Reports surfaced yesterday that Google prevented Acer from launching a phone using a rival operating system, by threatening to terminate its Android-related partnership with the hardware company. We've been wondering why ever since, and now Google has provided the answer.
In a statement sent to Ars tonight, Google said that Acer signed away its rights to make Android-like phones not blessed by Google when it joined the Open Handset Alliance, a consortium designed to promote Android and create "greater openness in the mobile ecosystem." Acer didn't sign away all of its rights to make rival phones—after all, it does sell Windows Phones. But Acer wanted to release a phone using Alibaba's Aliyun OS, which can run Android apps but hasn't met the requirements of the Android compatibility program. That's a no-no because it leads to Android fragmentation, in Google's view.
"Compatibility is at the heart of the Android ecosystem and ensures a consistent experience for developers, manufacturers and consumers," Google told Ars. "Non-compatible versions of Android, like Aliyun, weaken the ecosystem. All members of the Open Handset Alliance have committed to building one Android platform and to not ship non-compatible Android devices. This does not however, keep OHA members from participating in competing ecosystems."
A "competing ecosystem" would apparently be Windows Phone, but not Aliyun. Fragmentation has hit Android in the form of many different hardware configurations, and devices running different versions of the operating system. Even though Android code is released as open source, companies that lack a partnership with Google are at a disadvantage. They don't get early access to new versions of the operating system, and they don't get Google branding or the right to use the Google Play app and media store. Some companies, like Amazon, have released Android-based hardware without Google's cooperation, anyway.
Google explained that when Android was launched all members of the Open Handset Alliance signed a "non-fragmentation agreement." Acer was on the verge of releasing an Aliyun phone this week when Google reportedly threatened to end its partnership if it did. Since Acer canceled the launch, it appears Google has gotten its way.

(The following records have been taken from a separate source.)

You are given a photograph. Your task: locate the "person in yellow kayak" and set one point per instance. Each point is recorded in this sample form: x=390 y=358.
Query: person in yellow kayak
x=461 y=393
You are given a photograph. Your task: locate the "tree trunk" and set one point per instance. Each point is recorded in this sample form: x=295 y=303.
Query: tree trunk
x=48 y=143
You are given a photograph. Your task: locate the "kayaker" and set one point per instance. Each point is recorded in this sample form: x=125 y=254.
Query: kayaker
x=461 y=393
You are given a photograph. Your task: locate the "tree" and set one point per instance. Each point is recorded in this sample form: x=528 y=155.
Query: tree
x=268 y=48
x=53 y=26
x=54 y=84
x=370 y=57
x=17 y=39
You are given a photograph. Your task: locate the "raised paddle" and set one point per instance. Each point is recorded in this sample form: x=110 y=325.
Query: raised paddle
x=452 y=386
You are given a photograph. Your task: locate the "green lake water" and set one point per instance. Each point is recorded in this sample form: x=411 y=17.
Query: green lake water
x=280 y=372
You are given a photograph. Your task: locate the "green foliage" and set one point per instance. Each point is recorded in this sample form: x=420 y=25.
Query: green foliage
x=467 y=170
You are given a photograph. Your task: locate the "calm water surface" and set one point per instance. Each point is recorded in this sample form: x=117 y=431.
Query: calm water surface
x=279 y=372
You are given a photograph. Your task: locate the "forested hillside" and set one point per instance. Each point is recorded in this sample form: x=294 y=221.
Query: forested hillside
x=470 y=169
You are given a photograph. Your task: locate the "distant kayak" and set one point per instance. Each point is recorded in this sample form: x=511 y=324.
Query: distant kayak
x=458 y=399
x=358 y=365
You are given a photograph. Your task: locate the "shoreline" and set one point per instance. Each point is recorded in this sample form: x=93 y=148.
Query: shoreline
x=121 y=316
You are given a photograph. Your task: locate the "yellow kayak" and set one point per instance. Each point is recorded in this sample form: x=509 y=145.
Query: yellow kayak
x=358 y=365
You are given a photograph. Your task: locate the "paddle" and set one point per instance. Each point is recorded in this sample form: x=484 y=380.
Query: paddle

After Google released the statement to Ars, Android Chief Andy Rubin published a blog post explaining Google's reasoning in more detail. Rubin didn't mention Acer or Aliyun, but explained that Google's rules are designed to prevent incompatibilities between different versions of Android. "While Android remains free for anyone to use as they would like, only Android compatible devices benefit from the full Android ecosystem," Rubin wrote. "By joining the Open Handset Alliance, each member contributes to and builds one Android platform—not a bunch of incompatible versions." In a separate post on Google+, Rubin wrote that "the Aliyun OS incorporates the Android runtime and was apparently derived from Android," but isn't actually compatible with Android.UPDATE: Alibaba has contacted us with the following statement criticizing Google: "It is ironic that a company that talks freely about openness is espousing a closed ecosystem. Aliyun OS is not part of the Android ecosystem, so of course Aliyun OS is not, and does not have to be, compatible with Android. This is like saying that because they own the Googleplex in Mountain View, therefore anyone who builds in Mountain View is part of the Googleplex. Will someone please ask Google to define Android?"